Tag-Based Invalidation

The manual tracking problem

The Event-Based Invalidation lesson showed hard-coded invalidation:

cacheDelete(`book:${bookId}`);
cacheDelete("top-books");
cacheDelete("catalog-stats");
cacheDelete("leaderboard:most-reviewed");

This is fragile. Add a new endpoint that caches book data? You must remember to add it to every write path. Forget one? Stale data.
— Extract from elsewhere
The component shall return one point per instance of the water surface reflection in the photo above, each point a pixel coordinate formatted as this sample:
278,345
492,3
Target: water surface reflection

Tag-based invalidation solves this: tag cache entries with the entities they depend on. When an entity changes, invalidate all entries with that tag — no need to track individual keys.

How tags work

When caching data, tag the entry with the entities it depends on:

// "top-books" depends on books and reviews
cacheSetWithTags("top-books", books, 5 * 60_000, ["books", "reviews"]);

// "book:book-1" depends on book-1 and its reviews
cacheSetWithTags("book:book-1", book, 10 * 60_000, ["book:book-1", "reviews:book-1"]);

// "catalog-stats" depends on books, authors, and reviews
cacheSetWithTags("catalog-stats", stats, 30 * 60_000, ["books", "authors", "reviews"]);

When a review is posted for book-1, invalidate the tags:

invalidateByTag("reviews"); // Clears: top-books, catalog-stats
invalidateByTag("reviews:book-1"); // Clears: book:book-1

Every cache entry tagged with "reviews" or "reviews:book-1" is deleted. You do not need to know which specific keys to delete — the tags handle it.

Implementation

// src/tagged-cache.ts
interface TaggedCacheEntry<T> {
  value: T;
  expiresAt: number;
  tags: string[];
}

const cache = new Map<string, TaggedCacheEntry<any>>();
const tagIndex = new Map<string, Set<string>>(); // tag → set of cache keys

export function cacheSetWithTags<T>(key: string, value: T, ttlMs: number, tags: string[]): void {
  // Remove old entry's tag associations if replacing
  const existing = cache.get(key);
  if (existing) {
    for (const tag of existing.tags) {
      tagIndex.get(tag)?.delete(key);
    }
  }

  // Store the entry
  cache.set(key, { value, expiresAt: Date.now() + ttlMs, tags });

  // Index by tags
  for (const tag of tags) {
    if (!tagIndex.has(tag)) tagIndex.set(tag, new Set());
    tagIndex.get(tag)!.add(key);
  }
}

export function cacheGetTagged<T>(key: string): T | undefined {
  const entry = cache.get(key);
  if (!entry) return undefined;

  if (Date.now() > entry.expiresAt) {
    // Expired — clean up
    for (const tag of entry.tags) {
      tagIndex.get(tag)?.delete(key);
    }
    cache.delete(key);
    return undefined;
  }

  return entry.value;
}

export function invalidateByTag(tag: string): number {
  const keys = tagIndex.get(tag);
  if (!keys) return 0;

  let count = 0;
  for (const key of keys) {
    const entry = cache.get(key);
    if (entry) {
      // Remove from all tag indexes
      for (const t of entry.tags) {
        tagIndex.get(t)?.delete(key);
      }
      cache.delete(key);
      count++;
    }
  }

  tagIndex.delete(tag);
  return count;
}

The tagIndex maps each tag to the set of cache keys that depend on it. invalidateByTag finds all keys for the tag and deletes them.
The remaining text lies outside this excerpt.